To make the chips, researchers started with a thin slide of glass, on which they built arrays of microheaters using lithographic techniques. They then deposited poly-N-isopropylacrylamide (pNIPAM), a temperature sensitive polymer, onto the microheater arrays.
At temperatures below about 90 degrees Fahrenheit in a liquid environment, the polymer exists in a water-saturated, gel-like state. But when the temperature exceeds that threshold, the polymer's chemical properties change. It becomes water-repellant and allows proteins to stick to it.
"When you go above this low critical solution temperature, there is a transition from the gel-like wet state to a dry, more dense state, but there also is a conformational, or shape, change in the molecules," Böhringer explained. "There are some end groups in the molecule that flip around and essentially show another end of the molecule to the surface, and the proteins like to stick to that end."
By turning on different portions of the heating array while the chip is exposed to different solutions, the researchers found that they could selectively attach different proteins in pre-determined patterns. And, since certain cells attach to certain proteins, researchers could use the method to layer proteins and cells, custom-designing chips that feature different cells grouped in whatever patterns the scientists need.
At the research level, Böhringer said, this could help make efficient use of time and funding.
"You could create a chip that runs a number of different experiments at the same time," he said.
There are also powerful applications outside the research lab, he added. The technique could be used to fashion biosensors or diagnostic devices.

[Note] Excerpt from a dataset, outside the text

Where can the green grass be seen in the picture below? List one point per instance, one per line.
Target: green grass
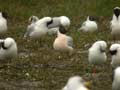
(49, 69)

"We could have arrays of proteins or cells with specific functions - they may be sensitive to a pathogen, for example," he said. "You could watch the array as it's exposed to some unknown sample and see how it reacts."
Medical applications are another promising area. Since the arrays can be positioned however one wants, they could be used to grow tissue in specific shapes.
"We can basically create shapes of cell cultures," Böhringer said. "Then if you switch off the heater, the attachment ends and the whole cell culture lifts off. So it may be a way of making, for example, a replacement skin graft. You grow it on the surface, prompt it to lift off, and you could transplant it. That could directly follow from this."
Other contributors to the project include Denice D. Denton, Ashutosh Shastry, Yael Hanein, Xuanhong Cheng and Yanbing Wang, all with the UW. Funding for the research came from the UWEB Research Center, the UW's NIH Microscale Life Sciences Center and the National Science Foundation.